Images such as this one, tweeted by David Davis the other week, join a long line of stock photos, each captioned with a similarly generic sentence saying nothing new or insightful:
Picture taken from @DavidDavisMP
We are still being discouraged from trusting any projected figures on the outcome of Brexit, because in all honesty, nobody actually knows what the outcome will be until it happens. Civil servants will do their best to show the country’s economic forecasts, and MPs such as Jacob Rees-Mogg will discredit them in order to fit their own political agenda, but at the end of the day, it’s all a no-consequence farce until Brexit actually happens.
The current UK economy is estimated to have grown by 1.8% in 2016, and continued to grow at almost the same rate in 2017, despite our referendum result. This is a hard statistic, not a projection, but it is still unaffected by a post-Brexit economy. We really will have to wait until 11pm on Friday 29th March, 2019, for any kind of reliable indicator of how Brexit will affect us all.

Article 50, the bill that gives instructions as to how a country might leave the EU, was only drawn up in 2007, 14 years after the EU was first established in the Netherlands. The Article was precautionary, comprising of a few basic points with no detailed instructions. It’s as if the UK is building an entirely new library, except they don’t have any books to fill it with, or any sort of order system to begin to try and fill it. David Davis, with his lofty title “Secretary of State for Leaving the EU”, is, quite literally, making it up as he goes along.

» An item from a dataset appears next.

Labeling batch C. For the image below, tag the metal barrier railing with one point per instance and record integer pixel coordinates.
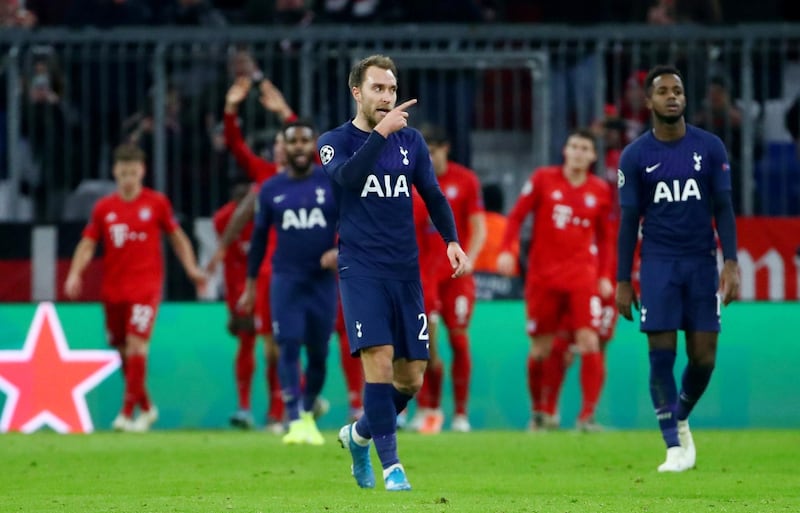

Cartoon from the Financial Times

Brexit has had a great hand in mobilising the youth vote, something proven by the general election that took place last June. But Brexit has become very disengaging very quickly. It’s not surprising; how do you keep something no one will know anything about for at least two years fresh, new and persistently relevant? We live in a fast-moving digital age, where content is essential in keeping something at the forefront of the public’s mind.

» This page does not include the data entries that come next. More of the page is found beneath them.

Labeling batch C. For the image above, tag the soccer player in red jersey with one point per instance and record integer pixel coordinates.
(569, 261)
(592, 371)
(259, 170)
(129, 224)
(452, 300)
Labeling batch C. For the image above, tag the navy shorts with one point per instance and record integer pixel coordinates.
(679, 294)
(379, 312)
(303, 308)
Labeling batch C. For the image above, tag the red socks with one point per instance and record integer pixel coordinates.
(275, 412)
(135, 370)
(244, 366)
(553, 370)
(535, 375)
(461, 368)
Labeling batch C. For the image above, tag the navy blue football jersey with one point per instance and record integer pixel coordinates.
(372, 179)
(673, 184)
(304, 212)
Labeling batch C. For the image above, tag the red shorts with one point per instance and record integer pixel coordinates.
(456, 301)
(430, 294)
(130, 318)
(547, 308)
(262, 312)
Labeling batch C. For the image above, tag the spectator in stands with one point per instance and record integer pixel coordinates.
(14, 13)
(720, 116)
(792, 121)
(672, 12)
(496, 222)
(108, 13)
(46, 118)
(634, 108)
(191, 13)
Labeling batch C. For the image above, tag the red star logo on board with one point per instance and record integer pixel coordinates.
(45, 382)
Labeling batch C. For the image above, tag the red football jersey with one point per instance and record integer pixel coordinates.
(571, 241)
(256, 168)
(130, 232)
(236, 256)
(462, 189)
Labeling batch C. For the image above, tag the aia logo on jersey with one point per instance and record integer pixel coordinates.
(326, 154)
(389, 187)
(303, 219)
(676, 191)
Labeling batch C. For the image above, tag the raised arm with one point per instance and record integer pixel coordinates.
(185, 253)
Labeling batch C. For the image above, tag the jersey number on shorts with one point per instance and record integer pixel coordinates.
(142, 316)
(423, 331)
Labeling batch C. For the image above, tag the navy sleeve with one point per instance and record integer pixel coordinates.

Boris Johnson spoke on Brexit last week, blundering with empty nationalistic lines such as “[Brexit] is a form of self-government, of the people, by the people, for the people.”

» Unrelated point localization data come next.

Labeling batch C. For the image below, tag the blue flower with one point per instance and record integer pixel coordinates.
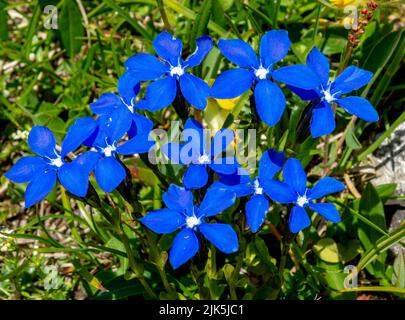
(43, 170)
(181, 213)
(199, 153)
(170, 74)
(294, 190)
(121, 109)
(104, 156)
(326, 92)
(270, 100)
(243, 185)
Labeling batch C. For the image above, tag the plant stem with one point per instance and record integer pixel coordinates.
(164, 15)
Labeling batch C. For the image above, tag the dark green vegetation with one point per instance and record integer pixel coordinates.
(63, 249)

Many critics were disappointed with his lackluster speech, deducing it to comical analogies such as:

Doctor Johnson reached into his big, soft bag and rummaged around. ‘Let’s see if we have something to help you’…And brought out a pack of old aspirations, a couple of hints of big things to come, a reference to the Babylonians and a used peroration.”

Amongst all these tedious ‘know-nothing’ performances, the younger generation ask a very simple, relevant question: ‘When we finally leave the EU, will the referendum result even count?’

Femi Oluwole, the leader of a new campaign to reverse Brexit, made the following observation: “The under-55 population of the UK voted to Remain, so in five years time, by absolutely anyone’s maths, we have a population that voted to remain in the EU. And in that time, will we have completed Brexit?…Can you relegislate the UK in five years? No.” 

How valid will the referendum result on Brexit be when it’s finally implemented? This is bearing in mind that we are in the two-year negotiation period now, but we still have another two-year ‘implementation period’ to go after that.

It seems as though we are in for a shock when Brexit finally, actually, really happens. Whatever the outcome, it will be new, unexpected and unprecedented, which means there is no way we can really prepare for it. We can question it, the morality of Brexit a constant topic up for debate, but the vote won’t change. Now it’s a waiting game, a period of uncertainty, until we physically leave the EU.